First, we focus on developing computationally efficient rendering techniques. We begin by discussing various foveated rendering approaches. With the advent of real-time eye tracking systems and an increase in the resolution and field of view in modern AR and VR headsets, foveated rendering becomes crucial to achieve real-time rendering. We review the current state of the field and provide a taxonomy of various foveation techniques that can be used as a guide for developing foveated rendering methods. Then, we investigate methods to improve the image quality from sparse Monte Carlo samples in volumetric rendering.

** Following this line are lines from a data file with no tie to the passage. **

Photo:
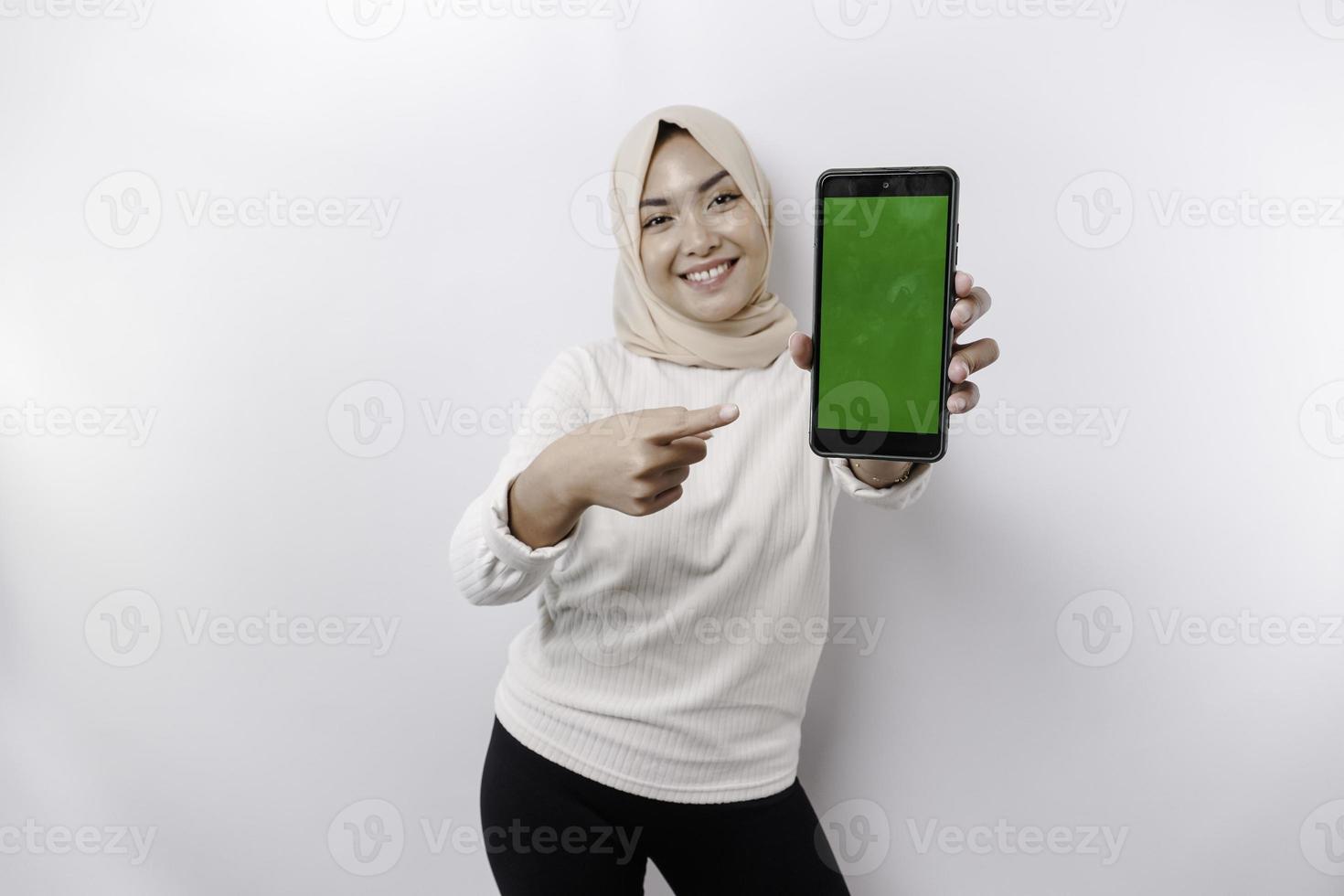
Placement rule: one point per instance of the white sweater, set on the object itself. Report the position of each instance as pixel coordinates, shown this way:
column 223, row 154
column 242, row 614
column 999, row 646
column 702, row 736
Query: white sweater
column 671, row 656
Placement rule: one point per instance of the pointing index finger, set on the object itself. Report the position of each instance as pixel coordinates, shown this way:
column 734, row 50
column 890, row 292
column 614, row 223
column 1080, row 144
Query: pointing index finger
column 697, row 422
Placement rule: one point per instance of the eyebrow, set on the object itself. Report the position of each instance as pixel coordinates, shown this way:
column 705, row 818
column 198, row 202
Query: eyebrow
column 709, row 183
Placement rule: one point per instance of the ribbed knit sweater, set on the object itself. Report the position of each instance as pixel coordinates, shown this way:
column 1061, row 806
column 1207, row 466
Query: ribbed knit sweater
column 671, row 655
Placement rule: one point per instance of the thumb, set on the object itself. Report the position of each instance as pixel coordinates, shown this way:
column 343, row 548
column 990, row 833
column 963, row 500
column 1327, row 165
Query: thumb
column 800, row 349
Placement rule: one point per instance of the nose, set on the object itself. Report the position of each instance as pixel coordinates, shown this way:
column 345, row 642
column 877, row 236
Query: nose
column 698, row 240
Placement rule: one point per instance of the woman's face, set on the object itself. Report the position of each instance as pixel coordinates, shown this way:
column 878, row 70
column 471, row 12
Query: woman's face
column 694, row 219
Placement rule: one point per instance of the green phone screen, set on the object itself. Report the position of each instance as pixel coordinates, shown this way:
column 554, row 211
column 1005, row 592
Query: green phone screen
column 883, row 281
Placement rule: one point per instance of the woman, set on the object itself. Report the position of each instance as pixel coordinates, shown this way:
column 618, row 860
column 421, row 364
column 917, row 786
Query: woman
column 654, row 706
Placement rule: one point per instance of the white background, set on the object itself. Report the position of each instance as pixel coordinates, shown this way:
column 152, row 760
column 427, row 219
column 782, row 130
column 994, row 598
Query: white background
column 1218, row 347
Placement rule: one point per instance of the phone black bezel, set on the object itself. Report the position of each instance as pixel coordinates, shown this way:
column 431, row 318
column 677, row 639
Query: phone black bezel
column 844, row 182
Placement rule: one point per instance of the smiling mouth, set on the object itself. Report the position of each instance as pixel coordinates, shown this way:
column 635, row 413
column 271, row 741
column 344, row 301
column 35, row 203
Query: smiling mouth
column 711, row 278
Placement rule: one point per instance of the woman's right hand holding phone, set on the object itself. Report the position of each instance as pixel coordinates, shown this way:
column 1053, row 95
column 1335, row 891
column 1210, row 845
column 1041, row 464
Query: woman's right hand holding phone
column 631, row 463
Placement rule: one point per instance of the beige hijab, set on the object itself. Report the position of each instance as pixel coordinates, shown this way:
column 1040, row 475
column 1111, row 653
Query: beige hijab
column 648, row 325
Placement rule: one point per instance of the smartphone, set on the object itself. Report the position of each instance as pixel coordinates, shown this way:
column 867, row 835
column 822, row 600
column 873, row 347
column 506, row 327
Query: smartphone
column 886, row 254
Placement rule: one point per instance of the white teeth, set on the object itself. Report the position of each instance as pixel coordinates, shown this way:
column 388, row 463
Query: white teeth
column 709, row 274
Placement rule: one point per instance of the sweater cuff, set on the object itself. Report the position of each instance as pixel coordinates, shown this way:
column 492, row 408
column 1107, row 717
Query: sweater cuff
column 892, row 496
column 507, row 547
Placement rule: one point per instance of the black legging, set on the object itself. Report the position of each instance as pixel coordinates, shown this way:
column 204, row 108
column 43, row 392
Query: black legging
column 551, row 830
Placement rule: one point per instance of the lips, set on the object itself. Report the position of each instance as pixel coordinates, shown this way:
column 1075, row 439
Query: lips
column 709, row 275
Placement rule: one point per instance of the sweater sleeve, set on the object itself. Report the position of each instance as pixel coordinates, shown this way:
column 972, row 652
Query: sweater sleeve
column 489, row 564
column 894, row 497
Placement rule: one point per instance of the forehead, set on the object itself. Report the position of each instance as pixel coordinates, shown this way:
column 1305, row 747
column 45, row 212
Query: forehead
column 677, row 165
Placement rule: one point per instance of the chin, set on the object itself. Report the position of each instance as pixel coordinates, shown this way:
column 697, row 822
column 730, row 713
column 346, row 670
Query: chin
column 715, row 308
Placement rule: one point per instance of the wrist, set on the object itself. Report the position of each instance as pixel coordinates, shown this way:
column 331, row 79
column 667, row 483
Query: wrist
column 552, row 480
column 880, row 475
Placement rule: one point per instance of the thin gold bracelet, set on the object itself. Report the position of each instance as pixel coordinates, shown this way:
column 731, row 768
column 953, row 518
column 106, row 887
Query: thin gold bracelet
column 909, row 472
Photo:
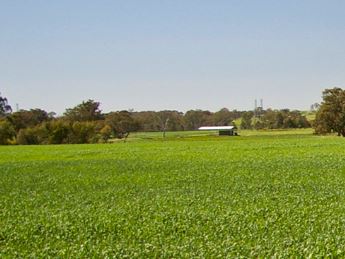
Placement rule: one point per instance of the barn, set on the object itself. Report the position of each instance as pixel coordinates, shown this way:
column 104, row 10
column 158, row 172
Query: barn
column 223, row 130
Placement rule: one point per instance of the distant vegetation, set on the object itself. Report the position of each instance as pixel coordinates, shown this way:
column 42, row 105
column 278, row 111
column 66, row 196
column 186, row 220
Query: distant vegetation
column 85, row 123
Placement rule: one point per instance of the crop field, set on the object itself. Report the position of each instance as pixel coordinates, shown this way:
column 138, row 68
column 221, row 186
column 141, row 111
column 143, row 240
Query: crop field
column 264, row 195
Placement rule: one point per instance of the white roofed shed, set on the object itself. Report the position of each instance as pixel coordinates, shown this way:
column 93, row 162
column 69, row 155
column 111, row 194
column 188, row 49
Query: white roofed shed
column 223, row 130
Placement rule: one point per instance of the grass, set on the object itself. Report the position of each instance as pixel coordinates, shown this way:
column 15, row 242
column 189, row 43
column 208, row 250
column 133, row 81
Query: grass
column 276, row 194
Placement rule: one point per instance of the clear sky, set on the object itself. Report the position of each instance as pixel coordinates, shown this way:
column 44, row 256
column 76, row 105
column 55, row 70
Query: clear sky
column 170, row 54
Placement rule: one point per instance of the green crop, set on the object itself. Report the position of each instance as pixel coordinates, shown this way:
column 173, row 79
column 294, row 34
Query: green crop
column 252, row 196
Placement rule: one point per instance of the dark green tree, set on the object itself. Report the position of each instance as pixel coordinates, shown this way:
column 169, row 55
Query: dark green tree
column 246, row 122
column 86, row 111
column 330, row 116
column 5, row 108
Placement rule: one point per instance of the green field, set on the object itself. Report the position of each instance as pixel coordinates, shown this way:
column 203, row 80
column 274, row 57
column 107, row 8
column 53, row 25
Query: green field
column 263, row 194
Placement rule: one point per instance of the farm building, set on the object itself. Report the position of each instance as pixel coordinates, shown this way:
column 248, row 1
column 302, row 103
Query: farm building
column 223, row 130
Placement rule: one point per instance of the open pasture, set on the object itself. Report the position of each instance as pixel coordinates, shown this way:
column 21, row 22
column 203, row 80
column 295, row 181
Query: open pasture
column 265, row 195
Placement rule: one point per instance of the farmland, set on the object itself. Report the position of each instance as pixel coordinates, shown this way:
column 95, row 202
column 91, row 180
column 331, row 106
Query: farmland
column 259, row 195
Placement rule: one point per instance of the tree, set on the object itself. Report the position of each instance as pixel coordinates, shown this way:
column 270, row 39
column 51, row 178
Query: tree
column 5, row 108
column 121, row 123
column 223, row 117
column 246, row 122
column 330, row 116
column 7, row 132
column 24, row 118
column 86, row 111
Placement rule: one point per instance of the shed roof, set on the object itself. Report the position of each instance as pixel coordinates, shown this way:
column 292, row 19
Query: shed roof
column 217, row 128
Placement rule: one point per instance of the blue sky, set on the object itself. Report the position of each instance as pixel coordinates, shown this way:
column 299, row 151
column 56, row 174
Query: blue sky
column 176, row 54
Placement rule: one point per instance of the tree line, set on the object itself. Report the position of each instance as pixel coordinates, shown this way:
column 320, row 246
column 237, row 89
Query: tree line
column 85, row 123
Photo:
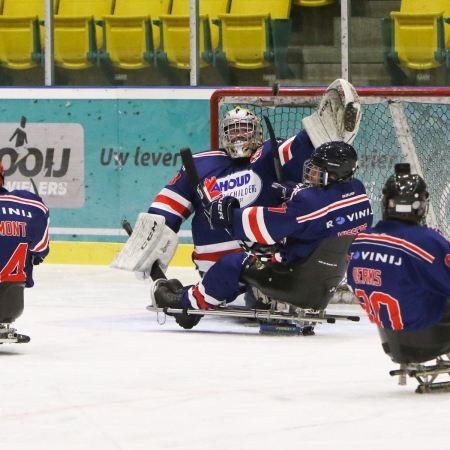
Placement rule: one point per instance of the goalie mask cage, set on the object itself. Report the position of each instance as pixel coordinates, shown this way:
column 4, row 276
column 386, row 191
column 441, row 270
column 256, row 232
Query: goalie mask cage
column 398, row 125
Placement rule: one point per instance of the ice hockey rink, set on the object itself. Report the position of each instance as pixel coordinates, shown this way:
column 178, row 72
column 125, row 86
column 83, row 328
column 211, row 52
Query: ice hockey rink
column 101, row 373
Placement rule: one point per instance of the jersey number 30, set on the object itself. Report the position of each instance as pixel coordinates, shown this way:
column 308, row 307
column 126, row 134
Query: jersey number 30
column 14, row 268
column 375, row 302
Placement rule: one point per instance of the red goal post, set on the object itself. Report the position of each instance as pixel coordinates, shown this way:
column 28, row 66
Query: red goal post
column 398, row 125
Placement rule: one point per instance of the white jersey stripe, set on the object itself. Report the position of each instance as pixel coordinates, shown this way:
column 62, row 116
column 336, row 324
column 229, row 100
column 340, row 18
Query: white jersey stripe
column 192, row 299
column 167, row 208
column 177, row 198
column 246, row 225
column 284, row 150
column 25, row 201
column 213, row 248
column 262, row 226
column 43, row 243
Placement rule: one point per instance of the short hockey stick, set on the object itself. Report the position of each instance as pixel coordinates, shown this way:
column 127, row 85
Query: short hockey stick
column 194, row 180
column 156, row 272
column 274, row 147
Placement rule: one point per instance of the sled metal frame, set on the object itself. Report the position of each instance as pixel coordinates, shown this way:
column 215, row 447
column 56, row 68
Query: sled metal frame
column 425, row 375
column 277, row 311
column 9, row 335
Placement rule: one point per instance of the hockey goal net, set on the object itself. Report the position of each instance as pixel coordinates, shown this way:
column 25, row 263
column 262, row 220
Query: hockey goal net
column 398, row 125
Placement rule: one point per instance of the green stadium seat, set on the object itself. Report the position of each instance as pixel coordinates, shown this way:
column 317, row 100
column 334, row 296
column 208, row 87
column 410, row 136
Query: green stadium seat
column 175, row 43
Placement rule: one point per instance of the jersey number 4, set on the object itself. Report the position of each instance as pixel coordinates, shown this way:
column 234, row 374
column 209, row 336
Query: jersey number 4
column 373, row 304
column 14, row 268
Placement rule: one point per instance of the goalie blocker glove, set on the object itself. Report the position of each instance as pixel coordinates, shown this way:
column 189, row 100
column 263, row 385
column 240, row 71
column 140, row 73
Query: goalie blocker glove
column 283, row 191
column 220, row 212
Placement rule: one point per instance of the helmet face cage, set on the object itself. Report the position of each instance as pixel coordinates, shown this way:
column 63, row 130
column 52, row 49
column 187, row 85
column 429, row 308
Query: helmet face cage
column 241, row 133
column 405, row 197
column 336, row 161
column 314, row 175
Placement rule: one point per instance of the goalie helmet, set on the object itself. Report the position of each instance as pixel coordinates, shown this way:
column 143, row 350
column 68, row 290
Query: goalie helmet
column 405, row 196
column 338, row 116
column 333, row 162
column 241, row 133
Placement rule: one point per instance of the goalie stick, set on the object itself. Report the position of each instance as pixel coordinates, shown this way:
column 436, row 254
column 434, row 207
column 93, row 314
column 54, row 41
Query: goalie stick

Monte Carlo path tracing has the potential to create stunning visualizations of volumetric data. However, the computational cost of achieving noise-free images is extremely high due to the large number of samples required per pixel. We show how deep-learning-based denoising techniques can be integrated with Monte Carlo volumetric rendering to achieve high-quality images at interactive rates.
Next, we present our research towards developing energy-efficient holographic displays.
Holographic displays are considered true 3D displays, with the potential to emulate all the depth cues of human vision. Nanophotonic phased array (NPA) is a novel emerging technology for holographic displays with compact sizes and very high refresh rates. However, building a large-scale NPA is limited by the significant power consumption and circuit complexity. We present algorithms to generate sparse holographic patterns and show that we can produce high-resolution images with high visual quality using as few as 10% of the display elements.
Finally, we explore techniques for efficient compression of multi-view images. As the quantity of 3D data being acquired and processed continues to expand, it leads to increased storage demands and data transmission challenges. We present a deep learning-based multi-view image compression framework that integrates a novel view-aware entropy model with the recent advancements in single-view image compression. By achieving superior compression performance, our approach facilitates more efficient utilization of memory resources when dealing with multi-view data.
Susmija is a Ph.D. candidate in Computer Science at the University of Maryland, College Park, advised by Prof. Amitabh Varshney. Her research interests involve computer graphics, 3D displays, and computer vision, focusing on solving problems to develop immersive and interactive visual experiences. She received her master's and bachelor's degrees in Computer Science from the Indian Institute of Technology, Kharagpur.